A few days after you left us Radio 4 carried an item about nose jobs. They described smashing the bone of the nose … not pretty. Thinking about how God takes out our hearts of stone, and replaces them with hearts of flesh … the principle is the same … First, of course, He has to smash that original stony heart, so cold, so hard, so unresponsive, so self-protective. Yours was not cold, not unresponsive, not self-protective. What happened to make you so empathetic – or was it hereditary? But for those of us with a different heritage, He has to smash the stone of our hearts if He wants to make anything useful of us. Is that why He snatched you from us, so unutterably brutally? He is not a brutal God; He is a loving God! How could He allow it? It makes no sense, it is so out of character!

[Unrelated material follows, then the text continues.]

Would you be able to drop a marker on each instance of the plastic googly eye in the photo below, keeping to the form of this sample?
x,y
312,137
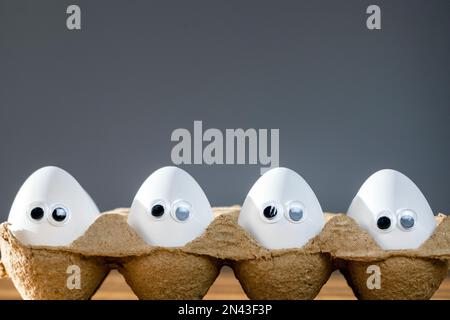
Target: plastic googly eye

We scream in agony as our hearts are smashed – but then, in His infinite mercy, He begins to patch them up again, so that they are able to go on beating – albeit to a slightly different tune. We still hurt, we hurt so much, even as He joins up the broken fragments, using flesh as the ‘glue,’ so it sounds different to a physician. But He doesn’t want any stone left, so as soon as the heart is beating OK and the blood circulating again, it seems that He may smash some more of the bits of stone. We see it in action on any building site ... but on a building site it is academic. When we ourselves are under the anvil we can’t stand it; at a time like this, the pain feels too great to bear.

That’s how we feel – so how about your mother, your amazing mother? You would be so proud of her now, she whose calling, like Deborah, is to be ‘a mother in Israel,’ and yet whose natural child has been so cruelly taken from her in an instant. She with whom you made such a brilliant team, she from whom you inherited your big heart, your compassionate nature, your caring for the one who is despised, rejected, oppressed, afflicted, the asylum seeker, the refugee, the outcast, she who taught you to notice and to nurture the underdog, to feed the hungry, to give drink to the thirsty, to take in the stranger, to clothe the naked, to visit the sick, to go to the prisoner. We hurt for her, too, immeasurably, although we know that her calling is bigger than that, that she has many, many more children than you, many, many more, throughout the world, who love her deeply as a mother, whose lives she has influenced and will continue to influence for good. As she taught you, you enlarged her; as she teaches others, your influence will flow through her and continue in her, so that, in and through her you will never be forgotten. She is not you, nor would we want her to be; she is herself. We love you both, individually, for who you both are, interlinked but independent, two very special women, unforgettable, always in our hearts.

This was supposed to be a reminiscence of you. It’s still a sea of pain, such pain – ‘Is there no balm in Gilead; is there no physician there? … Oh that my head were waters, and mine eyes a fountain of tears, that I might weep day and night for the slain of the daughter of my people!’